On 9th April they were back in the trenches and by 18th had moved to Sanctuary Wood. Lt Turnbull wrote of the conditions -
‘We entered the trenches about midnight, we found them very uncomfortable, as there was only one dug-out for our company, and the Officers were worse off than the men, for while they have a fire trench of their own, we have nothing.
I spent six hours making myself a shelter in a communication trench, a sort of sofa with a waterproof sheet above it, cut out of one side of a five-foot trench. I worked most of the night throwing earth up to shield my bed, as the Germans were sniping at our parapet all day long. Meals were wretched, as we had nowhere decent to eat them, and we also lost our principal ration bag, containing tinned fruits and other joys"

Private Ronald Gough had written home :-
‘Just a few lines to let you know that I am still alive and in the best of health. I am really suffering from overwork, because we have had a good deal to do just recently. One can only thank God for the escapes that one has every day. I am sitting in the trenches writing this, and the birds are all singing, the cuckoo in particular. You would hardly think that such a war was going on, the bullets whizzing over your head, and the shells screaming. We got slightly gassed the other day, it was awful stuff. It makes your eyes ache and gets into the lungs. Some men further up the line were terrible, staggering like drunken men’

On the 2nd June  the Battalion returned to a field about half a mile South of Vlamertinghe, where they bivouacked until the 6th when they relieved 1st Northumberland Fusiliers in  Sanctuary Wood.  On the 12th they were relieved by the 7th Durham Light Infantry.
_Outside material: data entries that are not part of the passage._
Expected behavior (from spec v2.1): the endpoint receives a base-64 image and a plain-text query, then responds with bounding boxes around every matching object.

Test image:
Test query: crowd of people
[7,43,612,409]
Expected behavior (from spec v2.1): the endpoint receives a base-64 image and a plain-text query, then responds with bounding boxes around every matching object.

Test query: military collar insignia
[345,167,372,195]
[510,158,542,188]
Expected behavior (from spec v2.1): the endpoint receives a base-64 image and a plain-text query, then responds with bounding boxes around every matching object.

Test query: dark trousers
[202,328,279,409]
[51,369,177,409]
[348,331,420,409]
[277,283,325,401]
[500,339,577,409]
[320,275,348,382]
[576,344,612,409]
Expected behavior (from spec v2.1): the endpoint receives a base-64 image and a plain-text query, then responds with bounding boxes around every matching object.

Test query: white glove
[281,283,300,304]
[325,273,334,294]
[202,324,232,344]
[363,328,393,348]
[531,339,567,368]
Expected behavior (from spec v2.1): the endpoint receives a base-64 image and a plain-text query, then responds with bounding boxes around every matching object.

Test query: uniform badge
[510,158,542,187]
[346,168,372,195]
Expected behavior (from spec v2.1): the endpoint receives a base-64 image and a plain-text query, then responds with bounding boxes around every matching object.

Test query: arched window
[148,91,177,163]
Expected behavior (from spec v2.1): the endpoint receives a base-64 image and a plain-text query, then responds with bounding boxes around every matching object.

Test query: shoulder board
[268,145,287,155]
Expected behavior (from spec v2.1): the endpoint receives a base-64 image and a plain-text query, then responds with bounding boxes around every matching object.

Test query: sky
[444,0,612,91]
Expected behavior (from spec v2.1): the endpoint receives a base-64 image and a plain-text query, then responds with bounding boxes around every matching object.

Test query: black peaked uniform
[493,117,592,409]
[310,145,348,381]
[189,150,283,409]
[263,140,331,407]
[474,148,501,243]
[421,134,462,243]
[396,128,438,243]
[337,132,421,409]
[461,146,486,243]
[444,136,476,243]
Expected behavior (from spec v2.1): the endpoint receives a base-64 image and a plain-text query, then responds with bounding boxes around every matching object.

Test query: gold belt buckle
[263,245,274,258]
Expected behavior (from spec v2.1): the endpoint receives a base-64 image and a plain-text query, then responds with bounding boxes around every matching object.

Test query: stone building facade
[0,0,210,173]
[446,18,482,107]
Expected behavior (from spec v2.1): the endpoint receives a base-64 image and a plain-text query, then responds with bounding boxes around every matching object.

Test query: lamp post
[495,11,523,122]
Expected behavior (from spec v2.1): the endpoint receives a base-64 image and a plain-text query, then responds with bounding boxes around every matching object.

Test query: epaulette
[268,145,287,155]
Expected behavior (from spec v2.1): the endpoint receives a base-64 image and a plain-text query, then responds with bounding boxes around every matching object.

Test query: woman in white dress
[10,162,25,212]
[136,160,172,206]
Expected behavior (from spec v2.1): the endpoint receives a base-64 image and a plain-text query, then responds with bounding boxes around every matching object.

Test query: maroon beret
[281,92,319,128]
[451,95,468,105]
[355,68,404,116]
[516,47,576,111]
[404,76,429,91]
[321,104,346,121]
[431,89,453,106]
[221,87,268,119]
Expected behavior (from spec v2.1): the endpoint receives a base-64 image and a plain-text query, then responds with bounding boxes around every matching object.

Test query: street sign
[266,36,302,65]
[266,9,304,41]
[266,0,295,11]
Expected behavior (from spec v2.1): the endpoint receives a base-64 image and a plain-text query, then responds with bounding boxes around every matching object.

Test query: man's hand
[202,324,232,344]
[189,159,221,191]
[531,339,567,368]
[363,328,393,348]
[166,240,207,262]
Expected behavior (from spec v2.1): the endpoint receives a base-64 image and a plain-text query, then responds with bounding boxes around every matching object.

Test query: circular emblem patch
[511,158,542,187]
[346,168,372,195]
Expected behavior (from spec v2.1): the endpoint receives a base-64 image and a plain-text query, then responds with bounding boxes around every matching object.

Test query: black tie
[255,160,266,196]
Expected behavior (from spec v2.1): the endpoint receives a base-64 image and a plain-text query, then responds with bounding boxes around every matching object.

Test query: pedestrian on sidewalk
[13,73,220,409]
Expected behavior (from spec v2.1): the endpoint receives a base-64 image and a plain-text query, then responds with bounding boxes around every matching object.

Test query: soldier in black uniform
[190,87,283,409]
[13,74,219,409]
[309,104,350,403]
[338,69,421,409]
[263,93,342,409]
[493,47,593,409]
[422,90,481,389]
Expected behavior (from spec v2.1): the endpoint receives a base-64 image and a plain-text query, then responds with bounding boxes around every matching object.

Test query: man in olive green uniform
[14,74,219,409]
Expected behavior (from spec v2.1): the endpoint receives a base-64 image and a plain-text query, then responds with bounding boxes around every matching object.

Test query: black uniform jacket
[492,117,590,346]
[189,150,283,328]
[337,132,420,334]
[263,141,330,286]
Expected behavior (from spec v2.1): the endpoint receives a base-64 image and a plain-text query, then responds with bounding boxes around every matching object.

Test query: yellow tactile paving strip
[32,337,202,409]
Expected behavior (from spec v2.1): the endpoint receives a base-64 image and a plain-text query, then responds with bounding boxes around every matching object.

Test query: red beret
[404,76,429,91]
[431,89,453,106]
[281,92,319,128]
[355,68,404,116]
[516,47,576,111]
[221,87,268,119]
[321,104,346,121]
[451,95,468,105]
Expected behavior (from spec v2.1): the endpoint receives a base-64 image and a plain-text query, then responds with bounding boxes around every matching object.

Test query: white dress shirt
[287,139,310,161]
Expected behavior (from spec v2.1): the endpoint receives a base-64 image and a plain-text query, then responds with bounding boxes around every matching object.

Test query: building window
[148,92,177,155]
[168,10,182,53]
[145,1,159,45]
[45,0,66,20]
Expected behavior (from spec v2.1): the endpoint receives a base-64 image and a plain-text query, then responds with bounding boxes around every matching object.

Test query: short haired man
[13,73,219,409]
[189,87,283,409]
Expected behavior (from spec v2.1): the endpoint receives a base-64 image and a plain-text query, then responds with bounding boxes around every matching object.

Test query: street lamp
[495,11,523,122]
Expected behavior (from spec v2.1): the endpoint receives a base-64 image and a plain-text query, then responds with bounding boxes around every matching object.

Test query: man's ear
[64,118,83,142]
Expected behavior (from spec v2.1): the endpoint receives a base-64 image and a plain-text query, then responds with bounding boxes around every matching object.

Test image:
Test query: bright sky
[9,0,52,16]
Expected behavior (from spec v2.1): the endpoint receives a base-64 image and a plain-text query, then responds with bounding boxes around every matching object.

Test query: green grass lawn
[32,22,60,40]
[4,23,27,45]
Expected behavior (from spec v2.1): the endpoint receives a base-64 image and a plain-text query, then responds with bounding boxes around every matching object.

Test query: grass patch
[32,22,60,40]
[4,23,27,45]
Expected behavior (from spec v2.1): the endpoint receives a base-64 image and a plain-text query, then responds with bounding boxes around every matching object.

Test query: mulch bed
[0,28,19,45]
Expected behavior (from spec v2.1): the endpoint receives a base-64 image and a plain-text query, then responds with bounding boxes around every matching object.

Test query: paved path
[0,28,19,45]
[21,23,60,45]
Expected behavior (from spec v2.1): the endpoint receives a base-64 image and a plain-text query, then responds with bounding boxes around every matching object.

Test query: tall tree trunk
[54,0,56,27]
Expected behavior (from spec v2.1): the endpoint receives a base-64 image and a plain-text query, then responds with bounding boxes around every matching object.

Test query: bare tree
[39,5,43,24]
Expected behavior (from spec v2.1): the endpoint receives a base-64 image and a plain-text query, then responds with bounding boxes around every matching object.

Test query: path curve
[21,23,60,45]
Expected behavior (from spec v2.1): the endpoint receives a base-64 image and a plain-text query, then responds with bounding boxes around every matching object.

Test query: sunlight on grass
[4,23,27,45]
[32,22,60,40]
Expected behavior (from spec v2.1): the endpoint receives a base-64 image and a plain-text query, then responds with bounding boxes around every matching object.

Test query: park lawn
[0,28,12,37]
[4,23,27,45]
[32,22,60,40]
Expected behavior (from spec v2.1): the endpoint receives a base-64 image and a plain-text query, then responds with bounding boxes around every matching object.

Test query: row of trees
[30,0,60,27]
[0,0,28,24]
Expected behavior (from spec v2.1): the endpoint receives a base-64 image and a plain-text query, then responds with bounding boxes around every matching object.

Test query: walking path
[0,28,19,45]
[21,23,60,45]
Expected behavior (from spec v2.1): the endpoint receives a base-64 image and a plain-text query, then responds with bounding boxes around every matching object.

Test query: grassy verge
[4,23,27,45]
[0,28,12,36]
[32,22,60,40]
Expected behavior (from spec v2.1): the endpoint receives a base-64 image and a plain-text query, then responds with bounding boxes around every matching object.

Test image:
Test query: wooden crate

On the 16th the Battalion was ordered to field about 1 mile West of Kruisstraat where they dug in and spent the next morning in these trenches before moving up to trenches in Sanctuary Wood in the evening. There they remained until June 23rd. On 20th June 1915 Fred Smith was killed.

 Fred had clearly already been wounded and had only returned from treatment in hospital the day before his death.  His Company Commander Captain F. Robson wrote to James and Mary Ann that night saying:

Dear Mrs Smith, It is my painful duty to inform you of the death of Private Fred Smith, your son, who was killed in action to-night. He was shot in the head while firing on the parapet and though he lived for about an hour afterwards he was unconscious the whole of the time. He only returned from hospital last night. He was carrying out his duties manfully and cheerfully and was a good soldier and very popular among his comrades. I hasten to convey to you direct the sympathy of his officers and fellow comrades upon your very sad bereavement. His personal effects are being sent to you, and he was properly buried to-night and a cross marks his grave. With my renewed sympathy F. Robson.

Fred’s elder brother William had been killed in December 1914 and another of the brothers had been drowned on service in Egypt some three years earlier.

However while Fred was buried, the continued fighting over this area of land meant that the grave was lost and Fred is commemorated on the Menin Gate in Ypres.  He is remembered on the town memorial and on the memorial in St Leonard's Church.